Hanger notes he’s in favor of drug treatment, but says current marijuana laws are “destructive.”
The candidate recently participated at a Smokedown Prohibition rally at Independence Mall, in which local and statewide activists spoke about the issue from several fronts, including criminal justice and medicinal uses for the plant before lighting up in an act of civil disobedience. The candidate maintains he has never smoked weed in his life.
One person who’s been on the front lines of the war against marijuana prohibition is Vanessa Maria, a local marijuana activist who’s helped put together those Smokedown Prohibition events.
“It’s nothing new that we’ve heard from Governor Corbett,” she says. “It’s the same old. It’s a very Republican way of thinking about marijuana, that it’s a gateway drug. Of course, the governor ignores science when making statements like that. If you read studies on the issues, there’s no evidence to find causation.”
Indeed. According to a 1999 study by Institute of Medicine of the National Academy of Sciences, it was found that the gateway drug theory is largely a misconception. Drug users who move onto more illicit drugs may have used marijuana first, but there’s no evidence to say marijuana caused the use of hard drugs in the first place.
“In the sense that marijuana use typically precedes rather than follows initiation of other illicit drug use, it is indeed a “gateway” drug,” the authors note. “But because underage smoking and alcohol use typically precede marijuana use, marijuana is not the most common, and is rarely the first, “gateway” to illicit drug use. There is no conclusive evidence that the drug effects of marijuana are causally linked to the subsequent abuse of other illicit drugs.”

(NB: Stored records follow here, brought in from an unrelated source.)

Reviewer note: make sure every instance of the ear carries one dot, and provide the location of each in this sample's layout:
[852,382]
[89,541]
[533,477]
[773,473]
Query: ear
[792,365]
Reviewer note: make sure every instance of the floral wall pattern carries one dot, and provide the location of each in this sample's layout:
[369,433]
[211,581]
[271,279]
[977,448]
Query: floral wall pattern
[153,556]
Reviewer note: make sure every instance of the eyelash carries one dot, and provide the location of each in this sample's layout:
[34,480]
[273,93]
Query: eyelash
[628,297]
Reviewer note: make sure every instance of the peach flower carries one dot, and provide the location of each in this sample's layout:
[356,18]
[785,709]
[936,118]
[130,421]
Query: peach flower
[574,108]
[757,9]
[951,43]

Marie, who favors legalization, notes the illegality of marijuana may have more to do with users moving onto harder drugs than marijuana use itself.
“If you’re going to purchase marijuana illegally, you’re going to a drug dealer that has other things,” she notes. “Whereas, if you are in a state like California, in Colorado or Washington and you go to a safe place, you’re limited to a product that comes from cannabis.”
Government studies have shown that an estimated 1 million Pennsylvanians smoke marijuana. There were 6,414 marijuana-related arrests in Philadelphia in 2012 and more than 20,000 throughout the state. (“Statements don’t offend me,” adds Marie. “Policies do.”)
It’s for this reason, and others, Hanger notes the governor is out of touch with his state’s residents. He is currently the only mainstream candidate running for governor who has explicitly noted he would legalize marijuana throughout the state.
“Tom Corbett, he’s so out of touch with Pennsylvania,” Hanger adds. “The new Pennsylvania that’s trying to be born. Pennsylvania needs a new birth of freedom [and] it’s going to take me beating Tom Corbett—not just anybody beating Tom Corbett—I’m the candidate to make sure that Tom Corbett’s vision of Pennsylvania is put in the dust bin.”